I’d like to share it with you here. It’s helped me; perhaps it will help you, too.
Don’t worry, you don’t have to know how to meditate to give this creative visualization a try. You only need a quiet space where you won’t be interrupted, can close your eyes, take a deep breath, and then another.
Imagine yourself on a beach…
You’re standing on a long stretch of sand where the coastline curves around to low headlands on your left and right. These rocky cliffs jut out into the water to enclose your private beach so no one can intrude.
It’s a calm day, the sun filtering through the last remnants of fog ready to burn off and reveal a clear blue sky. It’s going to be a hot day. At the moment, however, the breeze is refreshingly cool against your face. When you gaze into the distance, the watery air blurs the horizon ever so slightly.
You feel protected. No one can make demands on you here. You own this tranquil place.
Knowing you’re safe, your body relaxes. Your whirling, frantic thoughts slow down. Take note of every sensory detail.
Does the air have a salty tang to it? Can you smell the ocean? Or does this shoreline mark the edge of a vast body of fresh water, pure and deep?
Are you wearing shoes or are your feet bare, sinking into the sand?
Listen to the waves. Do they crash and roar, rushing for the beach, pushing a crest of foam in front of them? Or is the water clear and quiet? Maybe the waves lap gently at your toes.
You look down. Partly buried in the sand at your feet is a stone nearly as big as your palm. Intrigued by its color and shape, you bend down and pick it up, brushing away any damp sand clinging to its sides.
You find this large pebble has a pleasing weight in your hand. Its surface has been smoothed and rounded by time, wind, and water, and it has holes in it. Some go all the way through, while others form little wells where a drop of water or grains of sand cling to the tiny cylindrical walls.

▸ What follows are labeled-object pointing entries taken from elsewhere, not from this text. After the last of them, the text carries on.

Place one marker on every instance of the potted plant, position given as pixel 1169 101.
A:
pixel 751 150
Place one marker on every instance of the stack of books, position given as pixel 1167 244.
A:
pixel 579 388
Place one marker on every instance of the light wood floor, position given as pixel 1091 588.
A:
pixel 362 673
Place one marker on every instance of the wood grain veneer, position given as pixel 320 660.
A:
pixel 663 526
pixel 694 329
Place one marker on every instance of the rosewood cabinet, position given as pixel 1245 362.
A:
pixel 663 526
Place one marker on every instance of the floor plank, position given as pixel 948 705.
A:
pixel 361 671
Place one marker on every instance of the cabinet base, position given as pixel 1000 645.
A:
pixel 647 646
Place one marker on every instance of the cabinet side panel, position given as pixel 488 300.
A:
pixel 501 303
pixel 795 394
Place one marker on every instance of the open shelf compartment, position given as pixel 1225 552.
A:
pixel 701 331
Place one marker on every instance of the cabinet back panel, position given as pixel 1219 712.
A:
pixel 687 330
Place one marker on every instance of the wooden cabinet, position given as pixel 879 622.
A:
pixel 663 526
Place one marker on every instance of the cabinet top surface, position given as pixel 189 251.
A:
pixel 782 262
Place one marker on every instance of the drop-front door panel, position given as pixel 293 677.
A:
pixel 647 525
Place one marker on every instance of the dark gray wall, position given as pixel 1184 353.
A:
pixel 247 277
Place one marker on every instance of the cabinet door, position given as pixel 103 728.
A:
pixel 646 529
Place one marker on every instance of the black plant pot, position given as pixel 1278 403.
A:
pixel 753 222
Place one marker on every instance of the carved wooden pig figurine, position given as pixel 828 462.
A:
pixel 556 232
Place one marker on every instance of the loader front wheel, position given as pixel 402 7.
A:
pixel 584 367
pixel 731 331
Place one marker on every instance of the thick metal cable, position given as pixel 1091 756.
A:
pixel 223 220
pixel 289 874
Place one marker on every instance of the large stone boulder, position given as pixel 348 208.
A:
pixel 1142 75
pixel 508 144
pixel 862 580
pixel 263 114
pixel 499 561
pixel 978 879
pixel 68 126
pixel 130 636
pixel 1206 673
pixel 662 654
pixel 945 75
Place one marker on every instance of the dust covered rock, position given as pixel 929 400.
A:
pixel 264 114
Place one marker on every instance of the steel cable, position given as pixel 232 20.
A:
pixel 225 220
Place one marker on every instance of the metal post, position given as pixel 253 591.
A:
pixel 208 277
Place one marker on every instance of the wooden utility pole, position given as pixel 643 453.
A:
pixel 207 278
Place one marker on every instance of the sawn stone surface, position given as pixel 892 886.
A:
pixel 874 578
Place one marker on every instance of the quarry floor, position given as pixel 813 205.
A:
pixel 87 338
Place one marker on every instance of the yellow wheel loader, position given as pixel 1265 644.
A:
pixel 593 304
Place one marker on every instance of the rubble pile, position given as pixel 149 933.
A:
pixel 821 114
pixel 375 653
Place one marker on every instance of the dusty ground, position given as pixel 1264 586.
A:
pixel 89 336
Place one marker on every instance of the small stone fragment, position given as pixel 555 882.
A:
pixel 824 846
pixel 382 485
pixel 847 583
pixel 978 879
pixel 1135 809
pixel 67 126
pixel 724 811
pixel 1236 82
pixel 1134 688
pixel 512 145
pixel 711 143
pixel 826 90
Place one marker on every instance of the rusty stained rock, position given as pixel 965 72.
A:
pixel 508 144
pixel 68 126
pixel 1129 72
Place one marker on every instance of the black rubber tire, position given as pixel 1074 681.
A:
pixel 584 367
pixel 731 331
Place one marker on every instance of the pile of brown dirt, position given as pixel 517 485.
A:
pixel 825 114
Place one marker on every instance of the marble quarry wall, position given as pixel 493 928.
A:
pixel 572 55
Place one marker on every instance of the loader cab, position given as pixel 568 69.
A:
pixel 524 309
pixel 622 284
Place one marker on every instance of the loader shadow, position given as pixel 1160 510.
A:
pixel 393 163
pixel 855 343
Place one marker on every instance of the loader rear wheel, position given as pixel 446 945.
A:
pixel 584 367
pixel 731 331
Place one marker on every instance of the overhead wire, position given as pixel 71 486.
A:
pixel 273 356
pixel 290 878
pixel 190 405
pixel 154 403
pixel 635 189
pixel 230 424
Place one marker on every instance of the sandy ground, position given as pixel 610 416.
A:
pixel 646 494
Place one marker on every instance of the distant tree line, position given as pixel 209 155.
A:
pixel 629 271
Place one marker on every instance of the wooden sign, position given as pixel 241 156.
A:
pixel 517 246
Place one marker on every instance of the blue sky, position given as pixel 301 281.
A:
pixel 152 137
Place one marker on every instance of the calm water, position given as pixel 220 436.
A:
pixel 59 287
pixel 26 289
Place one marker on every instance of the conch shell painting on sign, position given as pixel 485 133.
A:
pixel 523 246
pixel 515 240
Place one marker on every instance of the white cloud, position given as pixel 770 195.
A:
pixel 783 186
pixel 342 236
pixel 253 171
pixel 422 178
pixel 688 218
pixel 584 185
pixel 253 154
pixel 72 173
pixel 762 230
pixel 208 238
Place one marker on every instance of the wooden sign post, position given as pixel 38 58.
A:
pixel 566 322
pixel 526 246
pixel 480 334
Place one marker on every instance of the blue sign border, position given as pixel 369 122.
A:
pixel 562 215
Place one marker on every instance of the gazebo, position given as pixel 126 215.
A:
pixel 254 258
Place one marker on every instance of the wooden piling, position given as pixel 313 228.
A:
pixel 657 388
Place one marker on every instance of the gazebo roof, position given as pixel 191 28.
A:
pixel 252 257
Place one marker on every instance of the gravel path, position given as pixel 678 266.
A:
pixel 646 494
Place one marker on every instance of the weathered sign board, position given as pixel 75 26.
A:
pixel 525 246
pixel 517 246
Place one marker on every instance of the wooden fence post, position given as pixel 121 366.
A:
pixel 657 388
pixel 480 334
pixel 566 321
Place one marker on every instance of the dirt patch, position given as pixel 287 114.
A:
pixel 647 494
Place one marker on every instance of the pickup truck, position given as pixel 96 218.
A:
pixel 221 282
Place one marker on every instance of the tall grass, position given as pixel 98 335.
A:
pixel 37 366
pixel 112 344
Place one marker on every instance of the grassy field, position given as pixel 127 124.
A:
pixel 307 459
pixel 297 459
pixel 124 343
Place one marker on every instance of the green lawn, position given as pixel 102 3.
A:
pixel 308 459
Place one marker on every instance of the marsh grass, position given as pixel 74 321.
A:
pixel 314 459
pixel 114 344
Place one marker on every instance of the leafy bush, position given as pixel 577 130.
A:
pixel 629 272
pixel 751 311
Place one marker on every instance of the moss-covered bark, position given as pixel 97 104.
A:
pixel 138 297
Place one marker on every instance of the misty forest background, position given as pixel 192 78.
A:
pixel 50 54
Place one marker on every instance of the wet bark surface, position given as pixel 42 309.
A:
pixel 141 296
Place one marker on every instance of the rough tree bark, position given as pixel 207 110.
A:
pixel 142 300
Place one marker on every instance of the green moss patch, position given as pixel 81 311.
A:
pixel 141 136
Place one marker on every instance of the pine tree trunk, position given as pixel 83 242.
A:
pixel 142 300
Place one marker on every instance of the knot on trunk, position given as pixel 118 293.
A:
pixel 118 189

This is your stone. It was made for you. It has a unique power, that power being to soak up your worst fears and worries.
Pour every fear you have into the stone, every single worry. Self-recriminations about things you’ve done, or haven’t done, or dread might go wrong. Secret terrors of futures unknown. Troubles beyond your control. Problems you currently face and fear you might not be able to handle. Gather up all that dark, ugly stuff and drop it into the stone. Fill up every hole.
When you’re done, take note of each feature of your pebble, the exact color, the thickness, how the surface feels under your fingertips.
Now hurl your stone into the waves. Throw it out as far as you can.
Watch the pebble hit the water and splash, all that negative energy swept away as it drops out of sight, and disappears into the current.
Here, though, is the lasting magic in your unique stone. Next time you are in distress, paralyzed by worry and fear, you can return to this beach or any other you visualize. Walk a few feet along its soothing shores and gaze down. There it will be, your holey pebble, the same one.
Miraculously returned to you, it is now cleansed and recharged, ready to help wash away those unhelpful, negative thoughts you don’t want or need to feel.